For example, the initial jerking movements whose range of motion are severely limited signify “robot” and highlight the performer‘s skill precisely because they are modifications of his normal movement as a living organism. When his movements become more fluid (in way characteristic of 1980s popping) they take as their point of contrast not his everyday motor behavior, but his stylized “robot” movements.

The performance draws not only upon the vocabulary of robot kinaesthetics but also on a stylized version of organism kinaesthetics and the two rhetorics are made to play against each other. The performance in this sense can be said to be polyphonic.

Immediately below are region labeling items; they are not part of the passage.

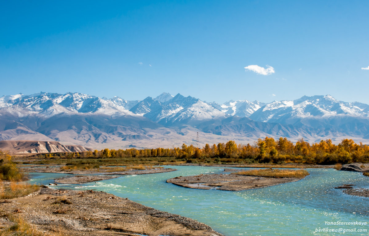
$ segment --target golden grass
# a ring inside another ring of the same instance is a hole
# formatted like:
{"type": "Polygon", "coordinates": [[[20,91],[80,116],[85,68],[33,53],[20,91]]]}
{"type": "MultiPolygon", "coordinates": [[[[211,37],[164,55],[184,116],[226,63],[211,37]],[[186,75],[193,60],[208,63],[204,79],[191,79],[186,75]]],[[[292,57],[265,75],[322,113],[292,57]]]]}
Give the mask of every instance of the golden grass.
{"type": "MultiPolygon", "coordinates": [[[[209,164],[208,165],[211,166],[214,164],[209,164]]],[[[239,165],[235,167],[251,167],[251,168],[288,168],[290,169],[301,169],[301,168],[326,168],[324,166],[320,167],[316,165],[311,166],[309,164],[247,164],[239,165]]]]}
{"type": "Polygon", "coordinates": [[[250,170],[232,173],[232,174],[261,177],[272,177],[274,178],[303,178],[309,175],[309,173],[306,170],[279,170],[269,169],[262,170],[250,170]]]}
{"type": "Polygon", "coordinates": [[[10,199],[28,195],[39,188],[38,185],[31,185],[22,183],[12,182],[4,185],[0,182],[0,199],[10,199]]]}
{"type": "Polygon", "coordinates": [[[18,216],[15,216],[14,214],[7,215],[6,216],[13,224],[10,226],[0,229],[0,236],[61,236],[64,235],[60,232],[41,231],[23,218],[18,216]]]}
{"type": "Polygon", "coordinates": [[[100,166],[98,164],[77,164],[75,165],[66,165],[61,167],[62,170],[90,170],[91,169],[98,169],[100,166]]]}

There is also a layer of racial complexity in that “The Robot” was pioneered by black Americans in the 1970s. Performances such as the one depicted in the video clip above have roots going back to African-American street vernacular and insofar as they communicate to new generations of dancers and audiences, they branch and grow into something else.1

UPDATE:I have an entry that considers a commercial wherein the dancer in the video above, David Bernal, performs. In post-production, Gene Kelly’s face is digitally imposed over Bernal’s (as well as over the faces of two other dancers dressed up as Kelly).

Thanks to M. for alerting me to Bernal’s presence in both videos and for pointing me to an interview Bernal gave on kotte.org.

Kottke posted Bernal’s interview two years ago to the day, and I would not have learned of it except for two people connecting to me and providing me information.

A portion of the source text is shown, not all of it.